Previous studies suggested that the nucleus accumbens (ACB) is relevant for mediating morphine-induced akinesia and catalepsy. In the present study, the effects of unilateral injections of D-ala2, D-leu5-enkephalin (DADL) into the ACB were evaluated. Compared with saline-injected controls, 0.1 and 0.4 nmoles of DADL did not produce any alteration in locomotor activity. One nmol produced a locomotor stimulation, the maximum of which occurred with a delay of about 45 min. In contrast, 4 and 13 nmoles of DADL immediately produced an akinesia, followed by a locomotor stimulation, which was more pronounced after 13 than after 4 nmoles and showed a plateau between 45 and 75 min.
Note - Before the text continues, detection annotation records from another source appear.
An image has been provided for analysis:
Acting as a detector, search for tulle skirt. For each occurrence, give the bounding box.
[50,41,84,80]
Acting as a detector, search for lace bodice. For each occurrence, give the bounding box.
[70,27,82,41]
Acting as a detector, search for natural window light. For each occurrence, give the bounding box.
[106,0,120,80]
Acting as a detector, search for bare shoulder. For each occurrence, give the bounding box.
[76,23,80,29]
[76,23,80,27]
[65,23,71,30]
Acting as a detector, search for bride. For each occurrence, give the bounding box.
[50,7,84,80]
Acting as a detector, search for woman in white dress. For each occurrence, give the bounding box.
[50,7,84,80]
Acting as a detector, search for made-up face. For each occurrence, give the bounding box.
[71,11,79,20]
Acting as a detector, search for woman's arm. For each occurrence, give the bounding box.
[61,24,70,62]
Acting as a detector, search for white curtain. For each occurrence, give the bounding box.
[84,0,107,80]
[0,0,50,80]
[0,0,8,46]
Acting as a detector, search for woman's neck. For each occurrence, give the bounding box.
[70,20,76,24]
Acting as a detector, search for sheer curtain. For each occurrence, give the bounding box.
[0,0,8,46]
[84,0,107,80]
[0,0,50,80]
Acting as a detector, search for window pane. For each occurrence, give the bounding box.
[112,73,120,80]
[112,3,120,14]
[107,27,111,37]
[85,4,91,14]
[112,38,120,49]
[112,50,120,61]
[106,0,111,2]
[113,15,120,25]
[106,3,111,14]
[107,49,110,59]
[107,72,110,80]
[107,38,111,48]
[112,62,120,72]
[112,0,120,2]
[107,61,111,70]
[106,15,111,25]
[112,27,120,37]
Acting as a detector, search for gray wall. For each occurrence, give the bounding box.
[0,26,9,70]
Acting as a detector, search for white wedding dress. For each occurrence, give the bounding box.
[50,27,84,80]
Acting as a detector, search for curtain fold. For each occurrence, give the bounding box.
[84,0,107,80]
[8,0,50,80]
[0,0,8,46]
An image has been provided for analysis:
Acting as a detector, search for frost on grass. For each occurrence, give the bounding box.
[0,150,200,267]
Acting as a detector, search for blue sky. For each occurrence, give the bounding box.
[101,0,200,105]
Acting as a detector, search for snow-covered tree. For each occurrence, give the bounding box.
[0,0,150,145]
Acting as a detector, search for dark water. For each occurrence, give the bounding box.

Co-administration of naloxone (13 nmoles) did not prevent the initial akinesia, produced by 13 nmoles of DADL, but partly antagonized locomotor stimulation and catalepsy. The results showed that unilateral injections of DADL into the ACB produced a depression of locomotor activity, followed by a stimulation. Both effects showed differences in the dose-dependence. The locomotor stimulation is probably not due to a counter-regulation against the locomotor depression. Studies of Andén and Johnels (1) and of Jones et al (2) suggested that the locomotor activity of rats is critically dependent on the dopaminergic neurotransmission in the nucleus accumbens (ACB). In this area, a remarkable density of opioid receptors has been found (3), in particular of binding sites of 125J-labelled DADL, a ligand, which is a relatively selective marker of opioid receptors of the delta type (4), with a smaller amount of mu-specific binding sites (5). Costall et al. (6) found that bilateral injections of morphine into the ACB produced a catalepsy. In another study, it was found that even unilateral injections of morphine into this area could produce catalepsy and akinesia (7), an effect, which was antagonized by systemic administration of naloxone. It seemed of interest to study the effect of D-ala2, D-leu5-enkephalin (DADL), when injected into the ACB, on locomotor activity.